Qual a relação com o abandono escolar?
A partir do momento em que meninas são submetidas à mutilação genital, começam a integrar a comunidade adulta; desta forma, frequentar uma escola deixa de ser relevante. Depois de mutiladas, ganham o respeito e a admiração nas comunidades e são estimuladas ao casamento ainda na infância, por isso, é muito comum que abandonem a escola.
O abandono escolar é um dos motivos da desigualdade educacional e económica entre homens e mulheres, o que as faz dependentes dos respetivos maridos, perpetuando assim um ciclo de submissão que as obriga a viver situações não condizentes com a idade que possuem.
O casamento infantil, consequência da mutilação genital feminina, já obrigou mais de 700 milhões de mulheres a casarem-se ainda na infância, o que as tornas potenciais vítimas de violência doméstica. Além disso, são inúmeros os casos de gravidez precoce, o que muitas vezes coloca em risco a vida da mãe e do filho.

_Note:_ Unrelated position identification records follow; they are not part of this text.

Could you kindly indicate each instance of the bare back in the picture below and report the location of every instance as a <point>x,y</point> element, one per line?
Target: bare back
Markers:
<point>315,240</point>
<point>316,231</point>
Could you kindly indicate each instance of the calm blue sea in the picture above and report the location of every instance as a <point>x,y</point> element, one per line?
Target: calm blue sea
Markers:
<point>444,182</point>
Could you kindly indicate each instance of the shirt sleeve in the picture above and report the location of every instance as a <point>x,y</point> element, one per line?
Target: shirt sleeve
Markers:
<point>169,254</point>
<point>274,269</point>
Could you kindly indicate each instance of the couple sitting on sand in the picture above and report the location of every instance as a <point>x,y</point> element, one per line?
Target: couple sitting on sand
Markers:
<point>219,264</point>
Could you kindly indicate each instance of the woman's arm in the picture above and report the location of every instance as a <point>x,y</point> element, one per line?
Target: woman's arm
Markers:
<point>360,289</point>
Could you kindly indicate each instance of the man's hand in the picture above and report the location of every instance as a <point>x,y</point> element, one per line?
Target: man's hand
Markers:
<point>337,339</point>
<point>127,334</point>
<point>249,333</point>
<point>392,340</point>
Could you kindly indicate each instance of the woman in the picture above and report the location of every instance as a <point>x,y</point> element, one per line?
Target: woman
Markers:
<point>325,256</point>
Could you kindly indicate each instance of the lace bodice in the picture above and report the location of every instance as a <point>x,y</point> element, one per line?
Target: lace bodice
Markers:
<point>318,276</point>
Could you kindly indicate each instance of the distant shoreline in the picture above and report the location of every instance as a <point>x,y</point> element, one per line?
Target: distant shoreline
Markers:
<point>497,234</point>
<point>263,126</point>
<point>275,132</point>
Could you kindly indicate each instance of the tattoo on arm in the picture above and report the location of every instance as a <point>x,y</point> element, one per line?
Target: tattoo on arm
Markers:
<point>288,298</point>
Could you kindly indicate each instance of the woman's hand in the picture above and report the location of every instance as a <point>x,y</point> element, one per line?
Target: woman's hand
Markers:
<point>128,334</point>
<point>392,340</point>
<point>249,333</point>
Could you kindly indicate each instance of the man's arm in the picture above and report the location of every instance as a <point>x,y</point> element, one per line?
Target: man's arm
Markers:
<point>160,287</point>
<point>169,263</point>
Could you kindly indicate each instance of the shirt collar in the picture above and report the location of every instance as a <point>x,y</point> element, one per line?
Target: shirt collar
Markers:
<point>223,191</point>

Um risco à saúde da mulher
Algumas culturas defendem que a mutilação genital feminina apresenta benefícios para a saúde; todavia, essa afirmação não procede, visto que a mutilação genital provoca consequências graves para as mulheres.
Entre as muitas consequências a mais dramática é o trauma, uma vez que o procedimento é extremamente doloroso e agressivo, realizado sem anestesia, sem acompanhamento médico e sem condições de higiene, o que facilita a transmissão de doenças. Além disso, existe ainda o risco de hemorragias, infeções, lesões e úlceras na região mutilada, intercorrências que podem levar à morte.
A mutilação genital feminina é responsável ainda por complicações durante a gravidez, aumentando em 50% o risco de morte materna e infantil. De acordo com a OMS, as mulheres mutiladas estão mais suscetíveis à hemorragia pós-parto, e os seus filhos mais vulneráveis ao óbito logo após o nascimento.
Uma prática perigosa que precisa ter fim
A mutilação genital feminina é uma prática perigosa, reconhecida por tratados internacionais, regionais e documentos consensuais como uma violação aos direitos inerentes à vida.
A OMS reconhece a gravidade da prática tanto no âmbito da saúde quanto na esfera social e defende a criação de projetos multissetoriais permanentes com a participação de líderes das comunidades praticantes do ritual, visando discutir a gravidade da mutilação genital feminina a fim de combatê-la. Este também é o propósito da ONU, que pretende acabar com a mutilação genital feminina até o ano de 2030; para isso, tem vindo a adotar esforços para por um fim a esta prática e assim proteger meninas e mulheres que correm o risco de serem mutiladas.
Felizmente, mais de 24 milhões de pessoas em quase 9 mil comunidades comprometeram-se a abandonar a mutilação genital feminina, de acordo com o Fundo das Nações Unidas para a Infância (UNICEF). Estes dados mostram-nos que existe uma mudança em curso, embora ainda sejam necessários esforços e dedicação para que a prática seja revista e, de uma vez por todas, abolida.